To add it to crate-type tasks simply include the dependency in your Cargo.toml:

[dependencies]
cargo_task_util = "*"
/*
@ct-default@ true @@
*/

use cargo_task_util::*;

fn main() {
    // cargo task metadata env helper
    let env = ct_env();

    // print out some cool cargo-task metadata
    // (this does the same thing as `cargo task ct-meta`)
    println!("{:#?}", env);

    // also includes cargo-task special log helpers
    ct_warn!("ahh, a warning! {:?}", std::time::SystemTime::now());
}

Configuring tasks and the cargo_task_util crate for direct execution.

So, you want to run your cargo tasks directly? The cargo_task_util crate is generated into your .cargo-task directory, but is ignored from git by a .cargo-task/.gitignore file. You can delete the .gitignore lines to check the crate into version control.

Due to a windows pathing quirk, we need to use a workspace-level [patch] directive to make this dependency work.

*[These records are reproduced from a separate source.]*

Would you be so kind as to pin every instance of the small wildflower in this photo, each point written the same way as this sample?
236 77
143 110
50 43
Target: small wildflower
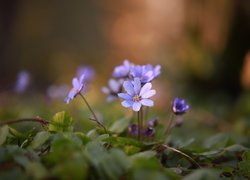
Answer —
123 70
136 95
23 80
114 87
149 132
88 71
78 85
179 106
133 129
153 122
146 73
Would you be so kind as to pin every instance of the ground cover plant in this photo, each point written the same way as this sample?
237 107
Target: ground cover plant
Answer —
136 146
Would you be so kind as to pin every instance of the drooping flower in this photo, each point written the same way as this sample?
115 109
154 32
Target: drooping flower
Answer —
88 71
22 82
137 96
122 71
153 122
78 85
149 132
114 87
179 106
146 73
133 129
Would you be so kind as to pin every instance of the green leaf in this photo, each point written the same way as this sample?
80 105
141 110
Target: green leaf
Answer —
203 174
236 148
40 139
246 156
36 170
143 155
120 125
4 131
244 165
220 140
61 122
107 164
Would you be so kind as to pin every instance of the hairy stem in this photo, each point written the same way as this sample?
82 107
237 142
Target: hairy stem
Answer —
92 112
140 123
168 130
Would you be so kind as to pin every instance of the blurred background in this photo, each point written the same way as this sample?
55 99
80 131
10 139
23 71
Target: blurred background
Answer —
203 47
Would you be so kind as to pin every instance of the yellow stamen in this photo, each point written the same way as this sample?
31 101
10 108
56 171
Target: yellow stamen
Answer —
136 98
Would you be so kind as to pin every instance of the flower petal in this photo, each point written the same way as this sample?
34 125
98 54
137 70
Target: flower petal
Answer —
128 86
81 81
148 94
72 93
147 102
125 96
127 104
111 98
114 86
75 83
105 90
137 85
136 106
145 88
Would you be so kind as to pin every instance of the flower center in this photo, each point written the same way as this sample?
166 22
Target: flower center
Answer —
136 98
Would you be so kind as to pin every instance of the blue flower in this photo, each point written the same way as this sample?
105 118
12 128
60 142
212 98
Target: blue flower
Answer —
78 85
149 132
146 73
114 87
123 70
136 95
133 129
23 80
179 106
88 71
153 122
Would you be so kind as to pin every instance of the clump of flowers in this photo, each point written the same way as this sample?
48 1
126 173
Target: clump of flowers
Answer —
137 89
78 89
114 87
136 95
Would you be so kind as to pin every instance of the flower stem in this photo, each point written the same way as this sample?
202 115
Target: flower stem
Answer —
92 112
168 130
140 123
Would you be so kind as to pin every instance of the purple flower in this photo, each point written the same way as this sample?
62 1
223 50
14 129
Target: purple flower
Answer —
88 71
23 80
136 95
149 132
114 87
78 85
123 70
133 129
153 122
146 73
179 106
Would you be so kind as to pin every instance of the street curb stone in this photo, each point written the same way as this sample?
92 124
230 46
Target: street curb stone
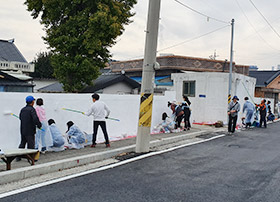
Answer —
55 166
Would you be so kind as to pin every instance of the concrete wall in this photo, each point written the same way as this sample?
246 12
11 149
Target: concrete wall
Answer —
214 86
118 88
123 107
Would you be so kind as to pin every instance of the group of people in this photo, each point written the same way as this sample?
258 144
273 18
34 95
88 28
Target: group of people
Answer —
180 112
264 109
39 133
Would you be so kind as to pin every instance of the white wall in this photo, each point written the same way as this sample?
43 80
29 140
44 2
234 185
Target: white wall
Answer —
42 83
123 107
214 86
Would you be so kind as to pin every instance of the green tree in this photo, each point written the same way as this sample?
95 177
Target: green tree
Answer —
43 67
79 34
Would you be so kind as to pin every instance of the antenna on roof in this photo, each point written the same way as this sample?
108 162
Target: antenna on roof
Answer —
11 40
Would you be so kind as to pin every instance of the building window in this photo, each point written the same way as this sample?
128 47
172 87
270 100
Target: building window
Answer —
189 88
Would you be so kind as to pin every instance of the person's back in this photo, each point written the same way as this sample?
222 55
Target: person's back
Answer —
99 109
58 140
28 121
77 133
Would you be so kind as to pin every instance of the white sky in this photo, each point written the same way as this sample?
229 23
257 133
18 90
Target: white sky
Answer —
177 24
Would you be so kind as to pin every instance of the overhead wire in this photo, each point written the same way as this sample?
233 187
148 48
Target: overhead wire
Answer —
274 30
247 18
200 13
181 43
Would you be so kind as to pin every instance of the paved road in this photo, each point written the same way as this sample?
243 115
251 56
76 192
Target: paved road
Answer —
244 167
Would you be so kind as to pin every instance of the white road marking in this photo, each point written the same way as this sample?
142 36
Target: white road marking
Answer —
103 168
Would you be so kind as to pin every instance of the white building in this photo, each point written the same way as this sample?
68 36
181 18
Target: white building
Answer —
208 93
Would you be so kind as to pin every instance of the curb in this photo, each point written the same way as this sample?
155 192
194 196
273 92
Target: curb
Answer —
41 169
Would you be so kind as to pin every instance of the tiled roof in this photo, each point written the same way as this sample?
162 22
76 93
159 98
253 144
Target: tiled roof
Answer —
9 52
264 77
101 82
8 80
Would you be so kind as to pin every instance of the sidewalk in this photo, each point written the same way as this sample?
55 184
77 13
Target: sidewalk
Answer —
57 161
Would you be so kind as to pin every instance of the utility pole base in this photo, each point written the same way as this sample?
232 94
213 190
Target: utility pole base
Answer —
143 140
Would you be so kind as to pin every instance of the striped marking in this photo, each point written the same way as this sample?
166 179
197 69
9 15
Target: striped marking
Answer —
145 115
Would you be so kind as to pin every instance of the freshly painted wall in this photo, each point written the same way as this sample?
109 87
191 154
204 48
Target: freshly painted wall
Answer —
123 107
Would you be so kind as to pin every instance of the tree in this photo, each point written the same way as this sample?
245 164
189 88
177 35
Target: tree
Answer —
43 67
79 34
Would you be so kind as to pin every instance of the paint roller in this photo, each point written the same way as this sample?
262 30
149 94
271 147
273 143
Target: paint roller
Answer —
77 111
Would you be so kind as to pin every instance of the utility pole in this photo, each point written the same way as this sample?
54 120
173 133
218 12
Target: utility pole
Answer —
148 76
230 64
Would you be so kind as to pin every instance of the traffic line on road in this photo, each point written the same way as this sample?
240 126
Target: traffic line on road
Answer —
17 191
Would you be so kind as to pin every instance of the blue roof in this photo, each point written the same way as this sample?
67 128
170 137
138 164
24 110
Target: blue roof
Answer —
264 77
9 52
157 80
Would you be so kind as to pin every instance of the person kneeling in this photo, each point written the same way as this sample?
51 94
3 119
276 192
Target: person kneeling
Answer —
76 137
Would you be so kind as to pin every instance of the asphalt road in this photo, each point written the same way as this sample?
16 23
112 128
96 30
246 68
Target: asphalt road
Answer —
244 167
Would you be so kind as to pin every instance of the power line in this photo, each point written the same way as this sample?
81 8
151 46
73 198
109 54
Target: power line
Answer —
265 19
208 17
247 18
178 44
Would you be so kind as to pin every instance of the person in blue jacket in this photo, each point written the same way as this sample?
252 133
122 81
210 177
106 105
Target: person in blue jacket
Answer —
75 135
58 140
249 108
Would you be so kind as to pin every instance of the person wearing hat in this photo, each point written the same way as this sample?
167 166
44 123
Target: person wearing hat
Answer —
233 109
28 122
249 108
262 109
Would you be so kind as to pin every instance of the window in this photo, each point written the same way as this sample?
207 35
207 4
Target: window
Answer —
189 88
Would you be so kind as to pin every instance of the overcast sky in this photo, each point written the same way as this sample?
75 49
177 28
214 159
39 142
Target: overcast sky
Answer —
255 42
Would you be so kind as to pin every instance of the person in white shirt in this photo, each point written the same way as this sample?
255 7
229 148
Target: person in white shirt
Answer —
100 112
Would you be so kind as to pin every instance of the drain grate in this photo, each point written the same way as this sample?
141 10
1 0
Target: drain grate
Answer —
128 155
207 136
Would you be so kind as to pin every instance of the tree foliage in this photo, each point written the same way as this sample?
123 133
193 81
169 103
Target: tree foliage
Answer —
79 34
43 67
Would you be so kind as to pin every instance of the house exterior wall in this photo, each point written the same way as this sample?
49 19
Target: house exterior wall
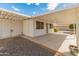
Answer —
28 27
7 25
38 32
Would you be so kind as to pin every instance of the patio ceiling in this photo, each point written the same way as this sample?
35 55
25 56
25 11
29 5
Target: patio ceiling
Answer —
5 14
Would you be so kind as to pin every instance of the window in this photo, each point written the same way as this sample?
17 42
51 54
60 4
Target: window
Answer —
39 25
51 26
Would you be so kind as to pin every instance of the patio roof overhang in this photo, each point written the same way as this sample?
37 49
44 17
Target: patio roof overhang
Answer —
6 14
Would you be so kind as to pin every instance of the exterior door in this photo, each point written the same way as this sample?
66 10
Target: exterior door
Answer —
47 28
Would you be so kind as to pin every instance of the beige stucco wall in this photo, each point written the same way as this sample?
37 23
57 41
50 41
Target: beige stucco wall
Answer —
28 27
6 25
38 32
77 25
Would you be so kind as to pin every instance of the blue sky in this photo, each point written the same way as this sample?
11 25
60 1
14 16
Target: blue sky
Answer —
33 8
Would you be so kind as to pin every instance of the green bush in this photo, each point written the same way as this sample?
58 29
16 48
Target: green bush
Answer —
72 26
55 30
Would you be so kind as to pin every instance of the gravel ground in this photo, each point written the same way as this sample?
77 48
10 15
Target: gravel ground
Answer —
22 47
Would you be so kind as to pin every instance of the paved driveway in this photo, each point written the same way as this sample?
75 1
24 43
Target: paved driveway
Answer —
56 41
22 47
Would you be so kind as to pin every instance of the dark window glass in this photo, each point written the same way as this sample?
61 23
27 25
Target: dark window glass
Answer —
51 26
39 25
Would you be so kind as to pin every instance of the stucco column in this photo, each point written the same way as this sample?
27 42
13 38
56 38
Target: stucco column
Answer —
77 33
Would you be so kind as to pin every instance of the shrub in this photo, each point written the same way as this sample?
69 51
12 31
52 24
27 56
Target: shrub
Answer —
55 30
72 26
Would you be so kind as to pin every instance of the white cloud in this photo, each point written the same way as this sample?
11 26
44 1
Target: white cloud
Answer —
34 12
51 6
37 4
28 3
16 9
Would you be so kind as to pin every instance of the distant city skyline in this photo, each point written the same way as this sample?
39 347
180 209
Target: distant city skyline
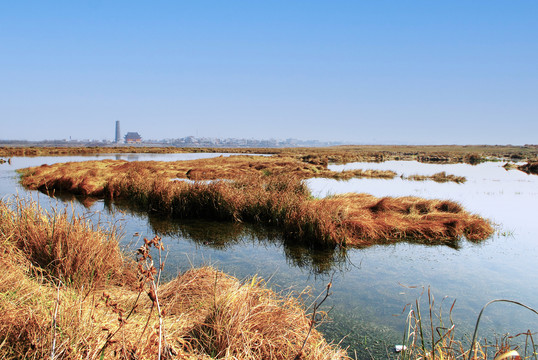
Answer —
365 72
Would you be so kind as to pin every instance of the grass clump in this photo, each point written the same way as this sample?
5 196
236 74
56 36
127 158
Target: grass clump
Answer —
440 177
201 314
431 334
281 199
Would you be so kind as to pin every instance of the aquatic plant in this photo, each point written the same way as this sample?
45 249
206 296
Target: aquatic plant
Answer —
430 334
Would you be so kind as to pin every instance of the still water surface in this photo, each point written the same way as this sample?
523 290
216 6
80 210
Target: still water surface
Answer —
371 286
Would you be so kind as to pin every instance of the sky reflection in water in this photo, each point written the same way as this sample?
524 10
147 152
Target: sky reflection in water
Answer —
370 285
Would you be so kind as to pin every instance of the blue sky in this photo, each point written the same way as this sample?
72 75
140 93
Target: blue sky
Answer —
409 72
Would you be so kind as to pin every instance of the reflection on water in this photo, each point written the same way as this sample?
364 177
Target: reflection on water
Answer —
220 235
370 286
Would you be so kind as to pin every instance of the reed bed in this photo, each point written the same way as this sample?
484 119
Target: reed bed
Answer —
440 177
431 334
280 199
530 167
471 154
89 178
201 314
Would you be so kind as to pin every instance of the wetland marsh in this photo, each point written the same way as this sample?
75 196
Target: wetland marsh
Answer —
371 285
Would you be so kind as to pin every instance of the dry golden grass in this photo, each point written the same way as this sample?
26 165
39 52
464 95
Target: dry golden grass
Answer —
439 177
46 240
279 199
90 178
529 168
339 154
205 313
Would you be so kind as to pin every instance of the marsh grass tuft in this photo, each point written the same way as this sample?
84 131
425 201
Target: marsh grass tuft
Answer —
431 334
282 200
50 310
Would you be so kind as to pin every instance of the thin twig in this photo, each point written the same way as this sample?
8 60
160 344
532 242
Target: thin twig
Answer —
54 320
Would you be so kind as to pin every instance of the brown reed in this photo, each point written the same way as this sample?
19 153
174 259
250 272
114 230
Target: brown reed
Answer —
203 312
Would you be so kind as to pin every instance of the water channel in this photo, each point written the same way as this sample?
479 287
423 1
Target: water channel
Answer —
371 286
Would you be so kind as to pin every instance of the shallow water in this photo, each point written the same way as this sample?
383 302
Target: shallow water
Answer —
371 286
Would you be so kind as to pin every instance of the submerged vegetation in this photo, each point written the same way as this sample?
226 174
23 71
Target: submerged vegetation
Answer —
68 292
252 195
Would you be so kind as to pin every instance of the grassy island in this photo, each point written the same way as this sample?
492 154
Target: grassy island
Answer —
266 190
68 292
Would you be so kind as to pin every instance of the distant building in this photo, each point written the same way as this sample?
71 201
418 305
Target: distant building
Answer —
133 138
118 134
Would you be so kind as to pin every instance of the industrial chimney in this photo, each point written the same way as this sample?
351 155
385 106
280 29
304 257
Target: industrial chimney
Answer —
118 134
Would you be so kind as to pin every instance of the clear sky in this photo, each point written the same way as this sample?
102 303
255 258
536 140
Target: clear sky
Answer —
420 72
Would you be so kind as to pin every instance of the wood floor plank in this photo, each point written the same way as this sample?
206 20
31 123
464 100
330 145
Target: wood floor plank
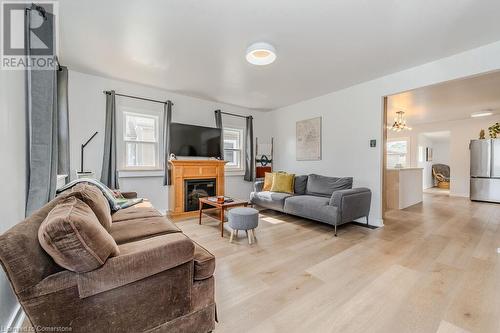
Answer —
434 267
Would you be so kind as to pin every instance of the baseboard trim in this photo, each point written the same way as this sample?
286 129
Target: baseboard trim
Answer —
16 320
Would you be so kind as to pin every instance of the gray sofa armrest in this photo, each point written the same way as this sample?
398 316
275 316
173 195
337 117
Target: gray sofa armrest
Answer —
258 185
351 204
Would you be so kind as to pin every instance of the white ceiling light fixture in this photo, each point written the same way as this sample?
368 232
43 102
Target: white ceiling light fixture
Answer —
261 54
400 122
483 113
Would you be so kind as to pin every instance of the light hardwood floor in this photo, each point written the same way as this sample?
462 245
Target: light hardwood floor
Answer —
434 267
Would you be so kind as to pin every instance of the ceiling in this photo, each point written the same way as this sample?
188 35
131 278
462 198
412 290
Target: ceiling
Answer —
198 47
438 137
447 101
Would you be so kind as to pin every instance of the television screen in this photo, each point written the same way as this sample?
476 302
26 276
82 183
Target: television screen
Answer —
191 140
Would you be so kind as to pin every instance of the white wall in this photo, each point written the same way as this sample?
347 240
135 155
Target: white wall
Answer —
12 168
441 151
87 112
353 116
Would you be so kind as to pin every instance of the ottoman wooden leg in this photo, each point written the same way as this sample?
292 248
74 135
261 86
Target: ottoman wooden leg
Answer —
249 235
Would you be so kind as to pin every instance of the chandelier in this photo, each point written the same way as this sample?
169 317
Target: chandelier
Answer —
400 122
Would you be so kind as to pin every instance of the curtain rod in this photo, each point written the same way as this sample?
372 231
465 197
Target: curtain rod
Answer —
235 115
136 97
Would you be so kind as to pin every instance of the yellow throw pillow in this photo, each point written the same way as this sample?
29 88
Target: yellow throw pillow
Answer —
268 181
283 182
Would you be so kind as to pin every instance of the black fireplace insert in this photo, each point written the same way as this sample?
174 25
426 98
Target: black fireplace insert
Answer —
195 189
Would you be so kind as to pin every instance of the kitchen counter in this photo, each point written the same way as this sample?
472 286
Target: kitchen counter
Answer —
403 187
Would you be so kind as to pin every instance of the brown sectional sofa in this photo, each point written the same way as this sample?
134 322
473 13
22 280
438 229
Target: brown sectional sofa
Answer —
161 281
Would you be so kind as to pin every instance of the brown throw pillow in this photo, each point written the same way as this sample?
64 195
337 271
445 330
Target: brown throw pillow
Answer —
74 238
94 198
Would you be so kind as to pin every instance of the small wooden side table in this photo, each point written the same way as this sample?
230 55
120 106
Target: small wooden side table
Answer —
222 207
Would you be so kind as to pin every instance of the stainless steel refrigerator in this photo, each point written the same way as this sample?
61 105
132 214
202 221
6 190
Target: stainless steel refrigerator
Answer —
485 170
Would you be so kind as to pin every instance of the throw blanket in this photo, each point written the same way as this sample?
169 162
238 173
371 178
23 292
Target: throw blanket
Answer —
114 202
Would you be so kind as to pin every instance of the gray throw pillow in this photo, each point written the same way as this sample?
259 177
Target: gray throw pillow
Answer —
324 186
300 184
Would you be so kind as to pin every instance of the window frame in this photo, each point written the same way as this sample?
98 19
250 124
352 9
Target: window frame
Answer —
407 154
122 141
235 169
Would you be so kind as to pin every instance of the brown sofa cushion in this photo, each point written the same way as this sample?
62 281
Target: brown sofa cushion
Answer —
134 212
204 263
141 228
94 198
74 238
137 260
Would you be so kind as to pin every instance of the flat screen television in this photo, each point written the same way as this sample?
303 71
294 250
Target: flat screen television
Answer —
192 140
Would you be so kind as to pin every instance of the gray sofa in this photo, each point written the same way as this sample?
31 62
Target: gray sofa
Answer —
325 199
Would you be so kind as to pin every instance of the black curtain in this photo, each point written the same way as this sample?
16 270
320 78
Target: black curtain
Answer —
249 158
109 172
63 122
41 119
218 124
167 120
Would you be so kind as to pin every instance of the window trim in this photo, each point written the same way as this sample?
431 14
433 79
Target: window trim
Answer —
242 168
407 154
122 142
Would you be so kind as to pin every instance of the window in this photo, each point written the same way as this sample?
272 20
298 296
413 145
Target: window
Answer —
141 141
397 153
233 149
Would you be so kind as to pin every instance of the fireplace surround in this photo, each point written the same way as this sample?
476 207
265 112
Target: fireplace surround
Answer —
196 170
195 189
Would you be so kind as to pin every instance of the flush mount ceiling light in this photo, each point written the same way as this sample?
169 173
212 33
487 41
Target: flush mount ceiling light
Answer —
483 113
261 54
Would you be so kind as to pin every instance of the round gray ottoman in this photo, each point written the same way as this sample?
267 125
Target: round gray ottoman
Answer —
243 218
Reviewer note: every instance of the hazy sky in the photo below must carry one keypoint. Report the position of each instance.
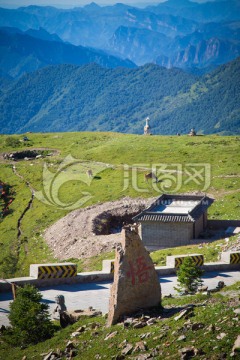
(73, 3)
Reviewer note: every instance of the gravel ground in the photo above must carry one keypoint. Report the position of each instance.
(74, 236)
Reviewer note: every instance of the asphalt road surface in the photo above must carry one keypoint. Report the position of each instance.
(82, 296)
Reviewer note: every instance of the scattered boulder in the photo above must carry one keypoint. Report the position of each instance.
(236, 347)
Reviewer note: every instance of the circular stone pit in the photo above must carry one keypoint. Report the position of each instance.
(94, 230)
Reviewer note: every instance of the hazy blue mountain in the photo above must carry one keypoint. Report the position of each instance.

If you want a root workspace Cargo.toml, you can create one at the root of your project, and include all your crates, and your task crates.

If, instead, you want to keep the task crates in a separate workspace, you can put a workspace Cargo.toml file in your .cargo-task directory. (You will also need to remove that line from your .cargo-task/.gitignore)

This example is for a .cargo-task/Cargo.toml workspace. If your workspace root is a different directory, you'll have to adjust the paths.

[workspace]
members = [
    "cargo_task_util",
    "my_task_crate",
]

[patch.crates-io]
cargo_task_util = { path = "cargo_task_util" }

Exporting environment variables to configure other tasks.

cargo_task_util::CTEnv also includes a utility for exporting environment variables.

If you just use the rust std::env::set_var function, the variable will be set for the current task execution, but no other tasks will see it.

Instead you can use cargo_task_util::CTEnv::set_env function.

You probably want to do this in a "bootstrap" task so it is available to other tasks that are run later.

/*
@ct-bootstrap@ true @@
*/

mod cargo_task_util;
use cargo_task_util::*;

fn main() {
    // cargo task metadata env helper
    let env = ct_env();

    // set a variable that will be available in other tasks.